Too, a patchwork quilt and a cross-stitched floral afghan in our living room came from a Goodwill shop. Surely they were pieced and sewed by someone else’s grandmas decades ago, grandmas likely dead yet with whom I feel strong kinship when curled up under colorful warm squares late at night with books of poems.

In these fast days when I spend so much time running here and there, I could easily forget death. But then I pause. I may drive by a cemetery or see Mark in Danny’s black coat or begin to bake some peanut butter cookies, and I remember. Death. It’s right there.

Some days I look down at my right hand and see the antique ring that belonged to my Great Aunt Peggy. Her own daughter should be wearing this ring, but that little girl died of scarlet fever at only 5 years old. I see the ring and hear her: “You are alive. Be grateful.”

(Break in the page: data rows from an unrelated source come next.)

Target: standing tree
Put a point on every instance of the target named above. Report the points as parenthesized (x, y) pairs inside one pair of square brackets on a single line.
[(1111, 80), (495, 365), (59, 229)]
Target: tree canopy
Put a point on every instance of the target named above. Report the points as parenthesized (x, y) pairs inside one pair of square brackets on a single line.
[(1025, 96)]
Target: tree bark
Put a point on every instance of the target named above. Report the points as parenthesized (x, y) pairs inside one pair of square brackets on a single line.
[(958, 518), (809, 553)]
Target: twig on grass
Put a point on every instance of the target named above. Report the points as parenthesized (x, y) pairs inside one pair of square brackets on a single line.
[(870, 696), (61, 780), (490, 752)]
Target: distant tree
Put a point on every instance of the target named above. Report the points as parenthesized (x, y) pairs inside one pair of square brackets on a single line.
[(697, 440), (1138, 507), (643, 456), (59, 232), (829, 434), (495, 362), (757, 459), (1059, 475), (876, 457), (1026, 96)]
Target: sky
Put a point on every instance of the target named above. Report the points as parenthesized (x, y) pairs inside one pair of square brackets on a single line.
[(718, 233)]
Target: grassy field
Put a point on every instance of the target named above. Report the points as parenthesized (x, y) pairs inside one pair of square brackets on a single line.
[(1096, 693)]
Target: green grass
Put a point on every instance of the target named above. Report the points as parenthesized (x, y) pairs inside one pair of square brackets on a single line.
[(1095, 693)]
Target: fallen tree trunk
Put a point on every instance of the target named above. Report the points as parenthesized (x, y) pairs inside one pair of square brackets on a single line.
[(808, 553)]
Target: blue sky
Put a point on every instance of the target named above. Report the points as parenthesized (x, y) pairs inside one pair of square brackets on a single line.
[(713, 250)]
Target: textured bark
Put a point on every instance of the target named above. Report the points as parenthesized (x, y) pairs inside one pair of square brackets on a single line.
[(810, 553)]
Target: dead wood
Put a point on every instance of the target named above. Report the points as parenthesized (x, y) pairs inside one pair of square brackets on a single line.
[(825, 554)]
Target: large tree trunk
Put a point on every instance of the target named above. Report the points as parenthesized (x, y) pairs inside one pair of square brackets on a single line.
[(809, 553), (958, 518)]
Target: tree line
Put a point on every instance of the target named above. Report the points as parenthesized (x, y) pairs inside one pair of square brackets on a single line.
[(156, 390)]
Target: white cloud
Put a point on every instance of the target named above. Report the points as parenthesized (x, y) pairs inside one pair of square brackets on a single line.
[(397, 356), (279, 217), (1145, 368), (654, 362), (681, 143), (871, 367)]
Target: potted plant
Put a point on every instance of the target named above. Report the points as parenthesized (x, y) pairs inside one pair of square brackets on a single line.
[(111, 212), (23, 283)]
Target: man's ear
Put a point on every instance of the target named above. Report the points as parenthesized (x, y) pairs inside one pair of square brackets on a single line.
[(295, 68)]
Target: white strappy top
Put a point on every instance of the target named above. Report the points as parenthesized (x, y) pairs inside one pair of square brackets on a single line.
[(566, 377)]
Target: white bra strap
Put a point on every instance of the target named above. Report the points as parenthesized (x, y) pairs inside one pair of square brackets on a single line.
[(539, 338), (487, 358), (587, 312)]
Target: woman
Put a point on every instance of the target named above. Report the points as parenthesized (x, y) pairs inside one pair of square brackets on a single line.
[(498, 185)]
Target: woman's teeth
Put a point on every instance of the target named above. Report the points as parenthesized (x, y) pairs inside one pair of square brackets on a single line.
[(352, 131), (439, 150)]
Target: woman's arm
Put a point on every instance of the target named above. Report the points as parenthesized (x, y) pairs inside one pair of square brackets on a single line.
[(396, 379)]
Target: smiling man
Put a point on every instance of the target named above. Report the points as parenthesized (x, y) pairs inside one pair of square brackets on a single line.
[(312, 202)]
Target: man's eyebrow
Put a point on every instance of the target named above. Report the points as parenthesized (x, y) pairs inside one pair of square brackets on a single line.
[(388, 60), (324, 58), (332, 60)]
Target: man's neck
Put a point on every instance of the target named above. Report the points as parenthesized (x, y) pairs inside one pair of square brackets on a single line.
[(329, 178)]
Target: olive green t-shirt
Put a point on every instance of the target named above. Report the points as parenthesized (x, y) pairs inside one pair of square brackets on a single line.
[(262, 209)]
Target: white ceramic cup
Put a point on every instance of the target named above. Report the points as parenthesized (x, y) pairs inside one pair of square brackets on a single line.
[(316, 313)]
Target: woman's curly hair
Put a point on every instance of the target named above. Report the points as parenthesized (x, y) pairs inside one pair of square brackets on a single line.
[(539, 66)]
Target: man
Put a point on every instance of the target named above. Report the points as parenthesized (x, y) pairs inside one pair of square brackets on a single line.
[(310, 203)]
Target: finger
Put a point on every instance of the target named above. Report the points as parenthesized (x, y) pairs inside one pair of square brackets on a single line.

I am not a morbid person. I do not watch horror movies or play violent video games. And yet, I do think about death. I know that one day my name will be carved in marble with a start date of Aug. 6, 1970, and an end date no one yet knows. And so I work to fill my days with meaning.

Death is here, holding a card with my name on it, holding a card with your name on it. And I am grateful to think about it. For as strange as it sounds, thinking about death helps me live a better life –as I bake, enjoy blankets and stare at these old treasures.